Animal studies have shown that stimulation methods using optical and electrical signals can enhance learning speed. Micro-stimulation of a monkey’s frontal eye lids can induce eye fixation. Saccadic eye movement has been determined as a visual prosthetic for neuronal activity. Inhibition of the eye movements using stimulation improved learning capabilities in the test subjects. This kind of neuromodulation via optogenetics is now a common method in animal studies of neural function manipulation.
Microstimulation of the neurons, instead of sensory stimulation, was also able to show improvements in learning capabilities. Electrical input can replace sensory input when applied directly to the neuronal network using electrodes. Electrical stimulation via electrodes in non-human primate studies was able to direct visual attention when FEF neurons were stimulated.. The effects of chronic self-stimulation through electrode activation were first demonstrated in an experiment in which rats would pull a lever for drugs that interfere with their dopaminergic system.

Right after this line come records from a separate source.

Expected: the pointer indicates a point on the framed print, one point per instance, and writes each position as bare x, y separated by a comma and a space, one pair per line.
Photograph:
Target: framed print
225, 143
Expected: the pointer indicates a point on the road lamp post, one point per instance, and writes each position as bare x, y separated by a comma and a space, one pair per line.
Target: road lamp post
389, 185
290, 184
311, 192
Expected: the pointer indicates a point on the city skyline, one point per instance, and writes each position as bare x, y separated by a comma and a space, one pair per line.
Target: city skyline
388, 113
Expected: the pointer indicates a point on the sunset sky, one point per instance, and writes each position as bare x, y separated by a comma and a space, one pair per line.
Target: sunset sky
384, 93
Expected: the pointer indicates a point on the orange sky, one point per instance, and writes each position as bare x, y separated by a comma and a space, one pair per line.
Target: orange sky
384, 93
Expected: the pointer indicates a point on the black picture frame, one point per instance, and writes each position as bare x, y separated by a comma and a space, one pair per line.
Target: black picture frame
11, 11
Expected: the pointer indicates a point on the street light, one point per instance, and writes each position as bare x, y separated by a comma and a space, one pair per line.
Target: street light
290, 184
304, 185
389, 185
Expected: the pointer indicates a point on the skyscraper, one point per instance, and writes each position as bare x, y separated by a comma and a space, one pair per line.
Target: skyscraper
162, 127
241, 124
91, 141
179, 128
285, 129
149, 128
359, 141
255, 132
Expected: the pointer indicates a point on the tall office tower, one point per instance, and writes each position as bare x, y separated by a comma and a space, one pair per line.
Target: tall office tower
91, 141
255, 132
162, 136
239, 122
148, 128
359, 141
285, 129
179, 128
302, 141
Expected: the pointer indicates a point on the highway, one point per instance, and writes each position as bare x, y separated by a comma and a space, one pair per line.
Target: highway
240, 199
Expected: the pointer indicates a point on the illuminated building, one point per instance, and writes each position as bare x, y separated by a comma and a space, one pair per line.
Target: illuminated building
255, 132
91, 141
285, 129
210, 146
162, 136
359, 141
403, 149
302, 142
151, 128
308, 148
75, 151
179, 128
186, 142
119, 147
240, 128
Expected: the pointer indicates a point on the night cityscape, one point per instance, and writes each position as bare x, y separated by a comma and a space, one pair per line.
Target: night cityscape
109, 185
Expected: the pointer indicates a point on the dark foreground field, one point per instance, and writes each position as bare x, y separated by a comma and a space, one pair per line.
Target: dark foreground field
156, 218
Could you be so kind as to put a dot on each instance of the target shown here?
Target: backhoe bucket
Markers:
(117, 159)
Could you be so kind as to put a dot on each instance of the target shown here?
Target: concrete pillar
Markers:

The ability to control prosthetic limbs has been tested in human and non-human primates using an understanding of motor control coding and cortical mapping. Implantable devices with multi-site neural interfaces can deliver electrical signals that control other devices such as a computer cursor, television remote control, and a prosthetic hand. The next phase for this kind of testing will apply neural interfaces to higher cognitive functions to control more dynamic machine operations such as an entire prosthetic arm.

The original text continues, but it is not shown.